Max connaissait si bien les stratégies de l’horloger qu’il se demandait parfois qui était le père et qui était le fils.

— Et qu’est-ce que tu y as trouvé ? fit-il en entrant dans son jeu.

— Tu ne le croiras jamais, répondit son père, alors que Max pensait « Je suis sûr que si ». Deux bicyclettes.

Max haussa les sourcils en manière d’interrogation.

— Elles sont un peu vieilles, mais avec un poil de graisse sur les chaînes, on peut en faire de vrais bolides, expliqua Maximilian Carver. Mais ce n’est pas tout. Devinez ce que j’ai encore trouvé dans le garage ?

— Un gros tamanoir, murmura Irina, sans cesser de caresser son ami le chat.

À huit ans seulement, la cadette des Carver avait déjà développé une tactique dévastatrice pour miner le moral de son père.

— Non, répliqua l’horloger, visiblement vexé. Personne n’est capable de répondre ?

Max vit du coin de l’œil que sa mère avait surveillé la scène ; comme personne n’avait l’air intéressé par les exploits de son mari, elle se porta à son secours.

— Un album de photos ? suggéra-t-elle de son ton le plus suave.

— Presque, presque, répondit l’horloger, s’animant de nouveau. Max ?

Sa mère lui jeta un coup d’œil. Max comprit son appel.

— Je ne sais pas. Un journal intime ?

— Non. Alicia ?

— Je me rends, dit Alicia, visiblement absente.

— Bien, bien. Écoutez-moi ça ! Ce que j’ai trouvé, c’est un projecteur. Un projecteur de cinéma. Et une caisse pleine de films.

— Quel genre de films ? s’enquit Irina en quittant son chat des yeux pour la première fois depuis un quart d’heure.

Maximilian Carver haussa les épaules.

— Je l’ignore. Des films. Est-ce que ce n’est pas fascinant ? Nous avons un cinéma à domicile.

— Ça, c’est dans le cas où le projecteur fonctionne, fit remarquer Alicia.

— Merci pour tes encouragements, ma fille, mais je te rappelle que ton père gagne sa vie en réparant les machines détraquées.

Andréa Carver posa les mains sur les épaules de son mari.

— Je me réjouis d’entendre ça, monsieur Carver, parce qu’il faudrait que quelqu’un ait un brin de conversation avec la chaudière de la cave.

— Je m’en occupe, répondit l’horloger en se levant de table.

Alicia suivit son exemple.

— Mademoiselle, intervint Andréa Carver, vous devez d’abord manger. Vous n’avez touché à rien.

— Je n’ai pas faim.

— Je peux le faire à sa place, suggéra Irina.

Andréa Carver repoussa catégoriquement une telle éventualité.

— Elle ne veut pas grossir, chuchota ironiquement Irina à son chat.

— Je suis incapable de manger avec cette chose qui traîne sa queue et laisse des poils partout, déclara Alicia.

Irina et le félin la dévisagèrent avec le même mépris.

— Pauvre idiote, décida Irina en sortant dans la cour avec l’animal.

— Pourquoi lui passes-tu tous ses caprices ? Quand j’avais son âge, tu ne me laissais pas faire la moitié de ce qu’elle fait, protesta Alicia.

— Nous n’allons pas remettre ça ? dit Andréa d’une voix calme.

— Ce n’est pas moi qui ai commencé, répliqua sa fille aînée.

— D’accord. Excuse-moi. – Andréa Carver caressa légèrement la longue chevelure d’Alicia, qui détourna la tête en esquivant cette tentative de conciliation. – Mais termine ton petit déjeuner. S’il te plaît.

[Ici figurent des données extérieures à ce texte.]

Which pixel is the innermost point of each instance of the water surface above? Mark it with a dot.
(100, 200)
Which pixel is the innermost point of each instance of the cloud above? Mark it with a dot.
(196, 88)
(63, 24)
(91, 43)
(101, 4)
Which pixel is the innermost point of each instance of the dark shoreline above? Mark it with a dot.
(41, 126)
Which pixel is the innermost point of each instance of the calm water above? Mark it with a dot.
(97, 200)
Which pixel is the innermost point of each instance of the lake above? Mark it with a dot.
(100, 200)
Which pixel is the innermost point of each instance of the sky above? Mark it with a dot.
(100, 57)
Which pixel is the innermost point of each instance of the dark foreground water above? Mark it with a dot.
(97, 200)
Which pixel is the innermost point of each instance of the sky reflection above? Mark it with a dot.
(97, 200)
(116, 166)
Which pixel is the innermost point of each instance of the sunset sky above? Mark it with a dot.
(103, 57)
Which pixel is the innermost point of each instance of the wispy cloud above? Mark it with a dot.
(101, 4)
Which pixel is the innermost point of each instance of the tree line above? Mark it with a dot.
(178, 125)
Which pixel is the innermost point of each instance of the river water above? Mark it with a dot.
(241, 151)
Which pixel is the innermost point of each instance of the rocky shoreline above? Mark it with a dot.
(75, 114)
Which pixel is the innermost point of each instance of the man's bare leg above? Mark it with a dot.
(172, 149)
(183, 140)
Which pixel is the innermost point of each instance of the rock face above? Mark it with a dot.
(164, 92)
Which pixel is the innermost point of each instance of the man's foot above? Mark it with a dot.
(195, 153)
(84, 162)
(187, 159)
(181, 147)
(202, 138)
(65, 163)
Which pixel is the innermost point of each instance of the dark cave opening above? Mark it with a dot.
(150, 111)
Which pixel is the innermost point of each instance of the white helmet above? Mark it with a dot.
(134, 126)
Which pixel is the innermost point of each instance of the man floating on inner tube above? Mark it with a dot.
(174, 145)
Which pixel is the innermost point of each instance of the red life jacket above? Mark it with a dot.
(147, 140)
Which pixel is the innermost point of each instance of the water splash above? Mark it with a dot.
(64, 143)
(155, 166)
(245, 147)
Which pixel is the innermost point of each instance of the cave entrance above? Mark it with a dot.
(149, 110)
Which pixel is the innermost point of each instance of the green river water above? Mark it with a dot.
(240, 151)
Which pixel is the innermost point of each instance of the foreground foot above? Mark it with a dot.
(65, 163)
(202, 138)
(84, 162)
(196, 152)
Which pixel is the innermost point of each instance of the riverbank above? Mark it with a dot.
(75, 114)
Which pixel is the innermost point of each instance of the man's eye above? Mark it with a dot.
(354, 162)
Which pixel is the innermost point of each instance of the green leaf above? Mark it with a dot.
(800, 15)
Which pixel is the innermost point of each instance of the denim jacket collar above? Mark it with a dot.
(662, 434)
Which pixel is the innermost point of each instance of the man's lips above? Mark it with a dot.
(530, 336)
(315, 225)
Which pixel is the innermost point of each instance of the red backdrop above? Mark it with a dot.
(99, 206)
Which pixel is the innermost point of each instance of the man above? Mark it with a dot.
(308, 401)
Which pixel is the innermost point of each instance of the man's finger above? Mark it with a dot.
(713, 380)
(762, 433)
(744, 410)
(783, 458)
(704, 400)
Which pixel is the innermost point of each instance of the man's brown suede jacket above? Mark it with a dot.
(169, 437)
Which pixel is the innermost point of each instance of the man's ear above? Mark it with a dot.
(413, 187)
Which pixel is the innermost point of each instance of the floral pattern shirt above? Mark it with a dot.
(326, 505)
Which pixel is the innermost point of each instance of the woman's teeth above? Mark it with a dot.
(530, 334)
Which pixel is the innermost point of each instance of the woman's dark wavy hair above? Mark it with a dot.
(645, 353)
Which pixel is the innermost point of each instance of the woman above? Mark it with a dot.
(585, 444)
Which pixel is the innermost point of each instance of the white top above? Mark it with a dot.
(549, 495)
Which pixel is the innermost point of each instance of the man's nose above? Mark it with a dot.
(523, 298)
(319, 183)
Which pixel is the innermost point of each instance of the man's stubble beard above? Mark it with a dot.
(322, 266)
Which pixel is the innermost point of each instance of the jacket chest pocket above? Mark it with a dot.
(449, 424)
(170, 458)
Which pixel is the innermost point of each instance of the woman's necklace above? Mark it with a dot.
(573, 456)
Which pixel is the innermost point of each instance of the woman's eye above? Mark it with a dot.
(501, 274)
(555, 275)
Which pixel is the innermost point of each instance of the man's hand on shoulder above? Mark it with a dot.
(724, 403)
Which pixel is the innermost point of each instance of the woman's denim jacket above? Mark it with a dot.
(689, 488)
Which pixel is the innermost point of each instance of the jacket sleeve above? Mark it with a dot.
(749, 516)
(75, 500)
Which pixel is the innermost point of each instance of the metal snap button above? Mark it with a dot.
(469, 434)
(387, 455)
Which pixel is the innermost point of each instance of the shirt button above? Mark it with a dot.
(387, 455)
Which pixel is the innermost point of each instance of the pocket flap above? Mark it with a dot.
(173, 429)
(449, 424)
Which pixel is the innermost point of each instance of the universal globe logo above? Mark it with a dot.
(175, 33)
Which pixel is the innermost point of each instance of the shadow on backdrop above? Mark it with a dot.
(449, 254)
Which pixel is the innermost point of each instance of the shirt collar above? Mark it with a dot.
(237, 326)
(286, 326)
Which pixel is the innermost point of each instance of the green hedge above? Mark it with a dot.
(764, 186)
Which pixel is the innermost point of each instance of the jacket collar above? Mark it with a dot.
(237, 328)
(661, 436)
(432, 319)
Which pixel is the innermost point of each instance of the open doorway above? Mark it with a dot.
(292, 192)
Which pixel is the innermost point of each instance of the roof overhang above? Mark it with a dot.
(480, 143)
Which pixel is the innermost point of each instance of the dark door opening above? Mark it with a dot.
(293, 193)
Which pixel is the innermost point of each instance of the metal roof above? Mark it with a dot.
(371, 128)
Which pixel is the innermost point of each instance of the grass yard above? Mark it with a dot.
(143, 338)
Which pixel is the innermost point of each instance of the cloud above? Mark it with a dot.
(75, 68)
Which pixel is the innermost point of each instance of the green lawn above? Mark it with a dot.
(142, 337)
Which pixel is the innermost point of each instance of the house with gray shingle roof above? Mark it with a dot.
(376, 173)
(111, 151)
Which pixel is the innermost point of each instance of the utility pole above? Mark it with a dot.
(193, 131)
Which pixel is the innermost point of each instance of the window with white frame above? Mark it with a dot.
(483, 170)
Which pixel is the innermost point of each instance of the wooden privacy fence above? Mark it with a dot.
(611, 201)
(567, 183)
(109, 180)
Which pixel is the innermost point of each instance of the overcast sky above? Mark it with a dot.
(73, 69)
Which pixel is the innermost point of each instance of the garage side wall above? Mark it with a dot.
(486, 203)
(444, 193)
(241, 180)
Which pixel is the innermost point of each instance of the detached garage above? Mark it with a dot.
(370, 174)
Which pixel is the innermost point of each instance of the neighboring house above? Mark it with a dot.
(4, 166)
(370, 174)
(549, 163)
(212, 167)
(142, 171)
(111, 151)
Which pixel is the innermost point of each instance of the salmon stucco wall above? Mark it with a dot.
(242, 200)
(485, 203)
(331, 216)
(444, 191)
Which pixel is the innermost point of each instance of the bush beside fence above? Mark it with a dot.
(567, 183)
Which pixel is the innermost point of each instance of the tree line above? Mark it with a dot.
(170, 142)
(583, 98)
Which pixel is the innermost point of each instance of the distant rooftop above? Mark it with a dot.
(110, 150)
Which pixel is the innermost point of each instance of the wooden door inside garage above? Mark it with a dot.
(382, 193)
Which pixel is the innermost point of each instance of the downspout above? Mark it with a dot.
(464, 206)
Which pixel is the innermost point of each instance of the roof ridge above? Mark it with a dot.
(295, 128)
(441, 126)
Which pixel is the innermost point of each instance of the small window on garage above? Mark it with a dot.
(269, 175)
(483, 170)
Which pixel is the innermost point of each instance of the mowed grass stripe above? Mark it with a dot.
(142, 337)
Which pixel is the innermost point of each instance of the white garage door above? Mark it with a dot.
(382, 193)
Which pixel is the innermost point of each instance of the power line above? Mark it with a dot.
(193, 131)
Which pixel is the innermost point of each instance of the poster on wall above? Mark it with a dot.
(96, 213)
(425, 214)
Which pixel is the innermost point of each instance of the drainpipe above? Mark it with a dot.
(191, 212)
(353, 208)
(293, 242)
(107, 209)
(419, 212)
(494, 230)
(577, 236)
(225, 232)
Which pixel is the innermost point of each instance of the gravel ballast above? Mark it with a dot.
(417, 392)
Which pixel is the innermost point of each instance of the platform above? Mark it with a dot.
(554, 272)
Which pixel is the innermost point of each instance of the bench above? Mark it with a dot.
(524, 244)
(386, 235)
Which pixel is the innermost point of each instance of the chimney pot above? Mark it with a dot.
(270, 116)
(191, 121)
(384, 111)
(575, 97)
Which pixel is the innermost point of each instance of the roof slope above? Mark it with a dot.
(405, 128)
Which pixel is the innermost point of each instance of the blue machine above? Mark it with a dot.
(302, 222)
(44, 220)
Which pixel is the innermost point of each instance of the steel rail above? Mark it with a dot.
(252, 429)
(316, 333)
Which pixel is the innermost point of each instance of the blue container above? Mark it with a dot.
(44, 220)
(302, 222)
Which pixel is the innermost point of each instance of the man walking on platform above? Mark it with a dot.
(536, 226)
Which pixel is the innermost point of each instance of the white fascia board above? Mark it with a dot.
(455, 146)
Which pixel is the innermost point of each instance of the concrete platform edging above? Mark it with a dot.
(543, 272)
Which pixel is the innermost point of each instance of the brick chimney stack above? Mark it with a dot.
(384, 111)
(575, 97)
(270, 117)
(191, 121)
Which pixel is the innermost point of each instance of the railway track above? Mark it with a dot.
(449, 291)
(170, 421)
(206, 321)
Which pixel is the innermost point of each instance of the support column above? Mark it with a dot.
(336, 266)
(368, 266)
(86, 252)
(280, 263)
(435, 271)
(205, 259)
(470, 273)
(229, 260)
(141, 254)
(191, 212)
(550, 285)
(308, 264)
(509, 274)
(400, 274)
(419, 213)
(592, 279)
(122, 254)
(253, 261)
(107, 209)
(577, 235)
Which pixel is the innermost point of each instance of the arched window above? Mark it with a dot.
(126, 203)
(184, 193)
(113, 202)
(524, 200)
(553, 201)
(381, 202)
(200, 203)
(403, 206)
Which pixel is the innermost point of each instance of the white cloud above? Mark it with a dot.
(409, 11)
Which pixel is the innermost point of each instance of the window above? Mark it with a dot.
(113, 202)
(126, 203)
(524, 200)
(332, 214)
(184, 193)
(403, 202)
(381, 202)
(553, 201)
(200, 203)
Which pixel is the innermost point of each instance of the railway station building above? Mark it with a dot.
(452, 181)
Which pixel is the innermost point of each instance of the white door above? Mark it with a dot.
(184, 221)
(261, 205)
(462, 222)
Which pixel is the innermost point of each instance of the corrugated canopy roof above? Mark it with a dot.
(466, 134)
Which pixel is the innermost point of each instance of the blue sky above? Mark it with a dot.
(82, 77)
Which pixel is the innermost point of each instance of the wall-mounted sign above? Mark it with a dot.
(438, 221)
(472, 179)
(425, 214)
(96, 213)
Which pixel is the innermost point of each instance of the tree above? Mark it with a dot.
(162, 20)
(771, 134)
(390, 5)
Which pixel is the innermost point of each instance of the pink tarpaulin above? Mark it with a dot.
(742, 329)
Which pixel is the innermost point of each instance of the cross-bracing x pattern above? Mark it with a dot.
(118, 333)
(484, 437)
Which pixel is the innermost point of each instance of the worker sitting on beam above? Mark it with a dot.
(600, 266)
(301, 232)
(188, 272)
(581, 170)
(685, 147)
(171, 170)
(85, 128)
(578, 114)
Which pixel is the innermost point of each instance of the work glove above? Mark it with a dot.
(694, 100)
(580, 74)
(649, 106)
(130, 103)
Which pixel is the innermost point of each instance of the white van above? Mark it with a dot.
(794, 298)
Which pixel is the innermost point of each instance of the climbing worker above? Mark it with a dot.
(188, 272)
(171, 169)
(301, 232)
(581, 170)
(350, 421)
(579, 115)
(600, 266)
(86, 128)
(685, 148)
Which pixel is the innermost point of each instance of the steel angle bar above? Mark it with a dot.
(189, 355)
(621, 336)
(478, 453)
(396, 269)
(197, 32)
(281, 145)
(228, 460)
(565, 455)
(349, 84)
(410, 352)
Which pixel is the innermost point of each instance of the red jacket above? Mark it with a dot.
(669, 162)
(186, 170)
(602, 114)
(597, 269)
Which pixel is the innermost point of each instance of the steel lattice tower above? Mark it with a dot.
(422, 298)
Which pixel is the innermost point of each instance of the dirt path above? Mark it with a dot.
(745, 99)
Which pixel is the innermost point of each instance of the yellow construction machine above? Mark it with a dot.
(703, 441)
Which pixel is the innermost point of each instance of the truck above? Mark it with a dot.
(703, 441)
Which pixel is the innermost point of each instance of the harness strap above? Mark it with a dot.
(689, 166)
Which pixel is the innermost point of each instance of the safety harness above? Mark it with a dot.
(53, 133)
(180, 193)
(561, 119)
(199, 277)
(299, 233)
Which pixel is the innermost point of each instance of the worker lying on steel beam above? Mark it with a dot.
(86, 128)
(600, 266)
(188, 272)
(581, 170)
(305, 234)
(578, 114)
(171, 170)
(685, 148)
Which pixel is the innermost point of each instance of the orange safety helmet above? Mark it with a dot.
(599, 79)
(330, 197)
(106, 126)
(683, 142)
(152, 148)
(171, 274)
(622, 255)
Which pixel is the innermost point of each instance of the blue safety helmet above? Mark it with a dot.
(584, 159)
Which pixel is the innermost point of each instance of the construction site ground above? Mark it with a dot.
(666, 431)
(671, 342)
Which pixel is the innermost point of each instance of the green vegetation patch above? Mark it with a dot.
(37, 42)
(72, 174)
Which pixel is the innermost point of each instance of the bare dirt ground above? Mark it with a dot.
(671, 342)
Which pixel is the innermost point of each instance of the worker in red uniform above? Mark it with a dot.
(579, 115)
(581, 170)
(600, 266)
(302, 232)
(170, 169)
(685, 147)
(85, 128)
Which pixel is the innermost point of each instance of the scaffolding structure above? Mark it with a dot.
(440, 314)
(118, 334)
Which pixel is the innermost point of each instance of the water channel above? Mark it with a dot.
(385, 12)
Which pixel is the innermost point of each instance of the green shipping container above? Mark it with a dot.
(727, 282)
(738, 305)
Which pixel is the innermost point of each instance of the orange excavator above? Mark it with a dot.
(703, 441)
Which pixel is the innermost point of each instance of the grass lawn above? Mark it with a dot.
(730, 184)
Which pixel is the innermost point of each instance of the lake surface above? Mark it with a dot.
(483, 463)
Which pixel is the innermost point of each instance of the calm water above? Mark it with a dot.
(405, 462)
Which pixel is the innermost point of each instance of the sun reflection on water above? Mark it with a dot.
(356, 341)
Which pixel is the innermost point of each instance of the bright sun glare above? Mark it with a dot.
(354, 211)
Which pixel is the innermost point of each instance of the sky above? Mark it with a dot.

À cet instant, un fracas métallique retentit sous leurs pieds. Ils se regardèrent tous les trois.

— Votre père est entré en action, murmura Andréa Carver tout en achevant son bol de café.

Mécaniquement, Alicia commença à mastiquer un toast, tandis que Max essayait de s’ôter de la tête l’image de cette main tendue et des yeux exorbités du clown qui souriait dans la brume du jardin des statues.